I received an email from the campaign responsible for the surfacing of video of McHenry’s remarks, in which the polite staffer points out that the Sigmon campaign never claimed the guard was a soldier. Indeed, Sigmon(a Republican running against rival McHenry)’s campaign never called the guard a soldier. The YouTube description is as follows:
McHenry, who has no military experience, uses the occasion to “belittle” security personnel for properly carrying out their duties in a war zone and to bolster his image by exaggerating the extent of danger he was facing.
“Security personnel” is what the campaign claimed. Apparently the left decided that that automatically translates to “American soldier” and proceeded to blast McHenry for it. Turns out, “security personnel” actually means “foreign contractor”. That was reported by Michael Goldfarb by 2:30 PM on the day of the release. Think Progress, a prominent liberal site that assumed the guard was a soldier, updated with a statement acknowledging the guard was a contractor.

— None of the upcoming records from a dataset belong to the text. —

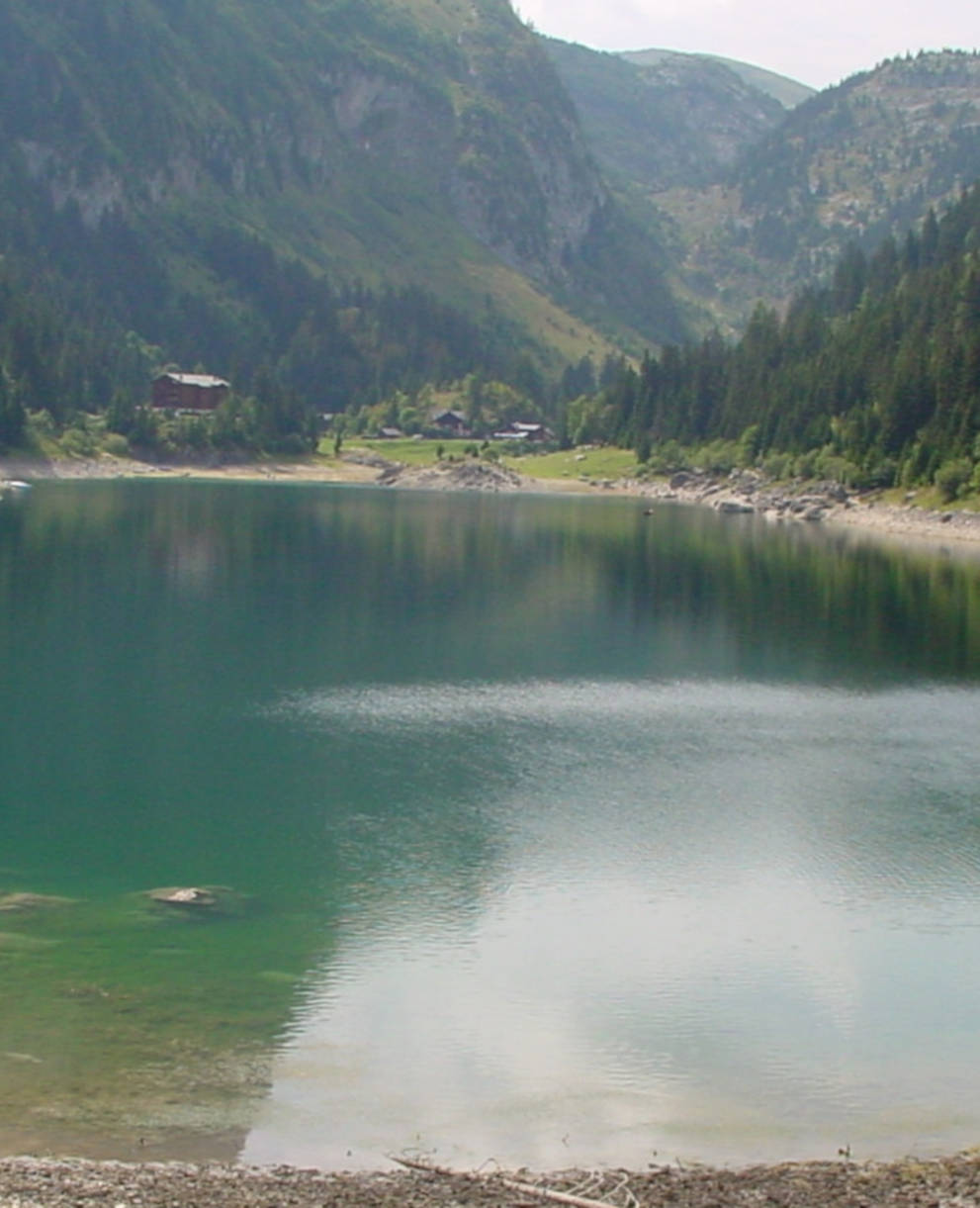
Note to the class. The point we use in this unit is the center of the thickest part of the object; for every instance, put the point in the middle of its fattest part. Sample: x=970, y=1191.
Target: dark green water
x=558, y=832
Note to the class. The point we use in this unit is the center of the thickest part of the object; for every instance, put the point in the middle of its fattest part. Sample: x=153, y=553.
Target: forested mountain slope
x=188, y=170
x=874, y=380
x=855, y=162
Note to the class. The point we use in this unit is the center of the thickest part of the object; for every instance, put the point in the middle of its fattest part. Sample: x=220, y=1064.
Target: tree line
x=872, y=378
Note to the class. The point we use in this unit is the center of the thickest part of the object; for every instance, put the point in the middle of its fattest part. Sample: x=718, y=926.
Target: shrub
x=952, y=476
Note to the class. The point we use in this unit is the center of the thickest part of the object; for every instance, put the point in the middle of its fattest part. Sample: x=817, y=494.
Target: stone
x=17, y=903
x=188, y=895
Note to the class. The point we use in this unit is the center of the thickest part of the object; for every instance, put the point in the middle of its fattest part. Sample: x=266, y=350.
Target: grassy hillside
x=853, y=163
x=191, y=170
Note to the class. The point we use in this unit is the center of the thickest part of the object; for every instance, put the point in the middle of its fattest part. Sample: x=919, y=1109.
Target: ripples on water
x=728, y=918
x=571, y=834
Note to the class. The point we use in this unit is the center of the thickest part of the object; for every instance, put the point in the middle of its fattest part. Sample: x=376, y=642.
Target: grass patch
x=408, y=451
x=581, y=463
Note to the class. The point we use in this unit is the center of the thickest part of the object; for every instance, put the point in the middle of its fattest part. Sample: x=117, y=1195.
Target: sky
x=819, y=43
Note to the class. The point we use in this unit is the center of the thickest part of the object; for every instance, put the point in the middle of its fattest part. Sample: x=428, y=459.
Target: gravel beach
x=946, y=1182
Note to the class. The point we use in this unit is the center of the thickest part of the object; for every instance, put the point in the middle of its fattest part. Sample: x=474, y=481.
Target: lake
x=551, y=832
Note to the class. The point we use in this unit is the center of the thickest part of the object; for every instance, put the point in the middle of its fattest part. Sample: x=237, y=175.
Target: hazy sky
x=817, y=44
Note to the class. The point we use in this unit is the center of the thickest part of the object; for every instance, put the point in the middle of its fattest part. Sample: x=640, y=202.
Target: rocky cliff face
x=367, y=137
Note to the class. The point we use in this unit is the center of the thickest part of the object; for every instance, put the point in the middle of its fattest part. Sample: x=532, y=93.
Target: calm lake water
x=557, y=834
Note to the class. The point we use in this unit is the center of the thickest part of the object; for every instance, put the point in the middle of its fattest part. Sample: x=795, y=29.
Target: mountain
x=191, y=169
x=853, y=163
x=787, y=92
x=657, y=120
x=870, y=381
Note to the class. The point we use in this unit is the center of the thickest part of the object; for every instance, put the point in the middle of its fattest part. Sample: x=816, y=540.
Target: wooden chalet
x=450, y=421
x=190, y=392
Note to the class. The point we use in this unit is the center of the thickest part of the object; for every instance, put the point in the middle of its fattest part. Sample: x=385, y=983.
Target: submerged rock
x=22, y=902
x=191, y=895
x=196, y=901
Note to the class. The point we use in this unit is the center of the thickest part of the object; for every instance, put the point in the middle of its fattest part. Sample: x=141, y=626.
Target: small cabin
x=190, y=392
x=450, y=421
x=519, y=431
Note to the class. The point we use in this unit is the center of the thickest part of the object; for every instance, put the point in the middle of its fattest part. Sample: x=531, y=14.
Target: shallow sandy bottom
x=947, y=1182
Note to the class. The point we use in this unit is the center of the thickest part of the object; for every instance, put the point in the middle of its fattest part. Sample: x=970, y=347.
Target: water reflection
x=574, y=834
x=712, y=936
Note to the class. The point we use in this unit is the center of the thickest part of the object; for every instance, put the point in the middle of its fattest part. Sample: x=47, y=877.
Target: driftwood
x=527, y=1189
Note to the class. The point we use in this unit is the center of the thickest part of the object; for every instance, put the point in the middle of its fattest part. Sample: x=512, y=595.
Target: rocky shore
x=945, y=1182
x=743, y=492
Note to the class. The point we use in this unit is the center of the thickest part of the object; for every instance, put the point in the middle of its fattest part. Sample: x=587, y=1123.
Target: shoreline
x=29, y=1182
x=826, y=504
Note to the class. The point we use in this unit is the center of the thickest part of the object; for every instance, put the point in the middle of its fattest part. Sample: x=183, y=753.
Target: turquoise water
x=558, y=834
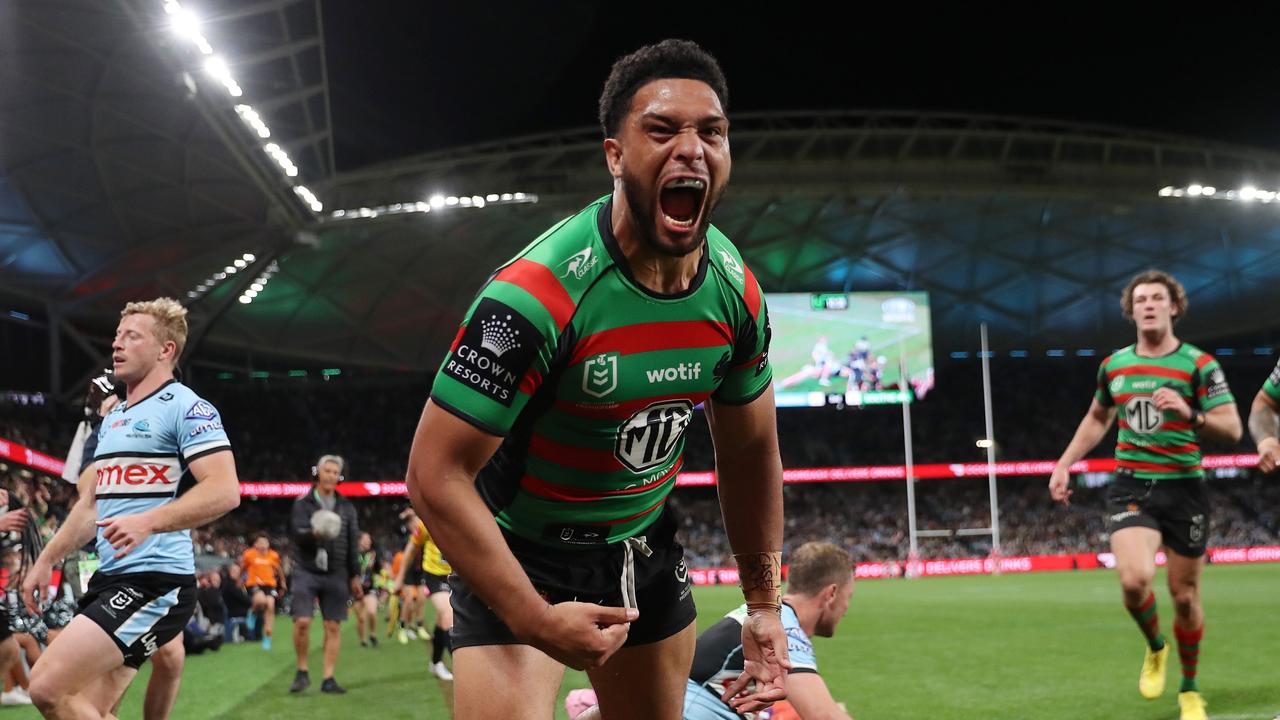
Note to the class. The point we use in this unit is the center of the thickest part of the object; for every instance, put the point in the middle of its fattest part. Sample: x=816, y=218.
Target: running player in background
x=1173, y=395
x=408, y=586
x=264, y=579
x=164, y=465
x=366, y=609
x=584, y=359
x=421, y=551
x=1265, y=422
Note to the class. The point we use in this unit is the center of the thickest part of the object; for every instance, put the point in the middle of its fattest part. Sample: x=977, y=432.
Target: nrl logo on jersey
x=579, y=264
x=732, y=267
x=600, y=374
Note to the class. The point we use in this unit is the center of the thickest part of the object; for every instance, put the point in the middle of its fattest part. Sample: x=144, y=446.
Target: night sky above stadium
x=408, y=76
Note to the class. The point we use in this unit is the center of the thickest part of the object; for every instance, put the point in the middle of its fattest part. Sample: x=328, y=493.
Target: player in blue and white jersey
x=819, y=584
x=163, y=466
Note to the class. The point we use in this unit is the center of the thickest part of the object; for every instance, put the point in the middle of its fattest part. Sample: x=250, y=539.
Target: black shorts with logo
x=435, y=583
x=662, y=591
x=141, y=611
x=414, y=575
x=1178, y=509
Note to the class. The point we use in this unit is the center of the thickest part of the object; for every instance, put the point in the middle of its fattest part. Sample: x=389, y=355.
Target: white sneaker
x=16, y=696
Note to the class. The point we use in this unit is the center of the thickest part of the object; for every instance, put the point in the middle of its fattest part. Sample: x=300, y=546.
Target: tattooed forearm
x=1264, y=423
x=760, y=574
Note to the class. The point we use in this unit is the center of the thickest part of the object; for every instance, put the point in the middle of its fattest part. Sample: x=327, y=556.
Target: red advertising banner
x=984, y=565
x=865, y=473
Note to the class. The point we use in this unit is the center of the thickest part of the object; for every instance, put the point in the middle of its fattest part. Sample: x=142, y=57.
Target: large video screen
x=846, y=347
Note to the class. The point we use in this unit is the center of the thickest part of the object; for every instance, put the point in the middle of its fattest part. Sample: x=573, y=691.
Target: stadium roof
x=126, y=172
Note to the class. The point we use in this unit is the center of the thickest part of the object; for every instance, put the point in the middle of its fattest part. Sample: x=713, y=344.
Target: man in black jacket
x=324, y=570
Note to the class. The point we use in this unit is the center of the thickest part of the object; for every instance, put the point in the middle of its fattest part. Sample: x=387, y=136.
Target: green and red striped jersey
x=1155, y=445
x=592, y=378
x=1272, y=383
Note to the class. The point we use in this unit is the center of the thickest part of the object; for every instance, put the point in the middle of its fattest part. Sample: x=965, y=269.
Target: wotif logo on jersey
x=681, y=372
x=600, y=374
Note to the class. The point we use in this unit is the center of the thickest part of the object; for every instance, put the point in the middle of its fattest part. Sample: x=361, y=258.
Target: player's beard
x=645, y=223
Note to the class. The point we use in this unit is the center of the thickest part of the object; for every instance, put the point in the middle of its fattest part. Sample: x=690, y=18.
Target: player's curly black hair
x=667, y=59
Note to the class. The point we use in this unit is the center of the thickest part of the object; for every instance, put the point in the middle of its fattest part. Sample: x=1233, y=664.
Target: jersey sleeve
x=749, y=372
x=200, y=429
x=504, y=347
x=1271, y=387
x=1104, y=391
x=1211, y=388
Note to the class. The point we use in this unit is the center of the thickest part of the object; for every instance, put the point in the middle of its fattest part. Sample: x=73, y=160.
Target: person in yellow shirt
x=435, y=574
x=264, y=579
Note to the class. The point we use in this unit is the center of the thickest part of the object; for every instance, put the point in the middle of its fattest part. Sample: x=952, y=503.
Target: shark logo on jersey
x=600, y=374
x=732, y=267
x=201, y=410
x=579, y=264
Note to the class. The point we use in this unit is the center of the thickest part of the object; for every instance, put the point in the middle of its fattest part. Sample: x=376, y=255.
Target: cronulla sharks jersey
x=144, y=451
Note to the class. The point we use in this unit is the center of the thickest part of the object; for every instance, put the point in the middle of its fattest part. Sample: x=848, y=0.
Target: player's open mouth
x=681, y=203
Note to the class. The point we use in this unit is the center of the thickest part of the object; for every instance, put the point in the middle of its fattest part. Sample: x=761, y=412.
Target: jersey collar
x=604, y=222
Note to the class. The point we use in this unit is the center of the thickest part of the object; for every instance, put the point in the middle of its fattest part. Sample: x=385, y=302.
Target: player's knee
x=44, y=693
x=1185, y=596
x=1134, y=582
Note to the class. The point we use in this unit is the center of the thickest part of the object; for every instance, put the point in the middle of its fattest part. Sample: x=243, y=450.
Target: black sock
x=438, y=641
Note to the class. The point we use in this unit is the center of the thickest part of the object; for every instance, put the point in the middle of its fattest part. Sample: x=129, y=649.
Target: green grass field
x=1020, y=647
x=796, y=327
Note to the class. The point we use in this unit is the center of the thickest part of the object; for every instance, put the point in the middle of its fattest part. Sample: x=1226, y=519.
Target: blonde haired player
x=161, y=438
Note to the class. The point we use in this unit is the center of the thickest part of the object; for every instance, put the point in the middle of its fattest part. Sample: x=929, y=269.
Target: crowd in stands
x=279, y=427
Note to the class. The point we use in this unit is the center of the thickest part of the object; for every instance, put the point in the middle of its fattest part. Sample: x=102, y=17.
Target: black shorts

Yet hours later, Countdown w/ Keith Olbermann decided to run with the “soldier” angle anywho.
The woman filling in leaves no room for speculation about what he meant. She called the guard multiple times a “soldier” and then calling him an “American soldier” near the end. Is the MSNBC fact-checking team really that pathetic? Or did the dismally rated show know what they were about to say was bull, but decided to run with it anyway?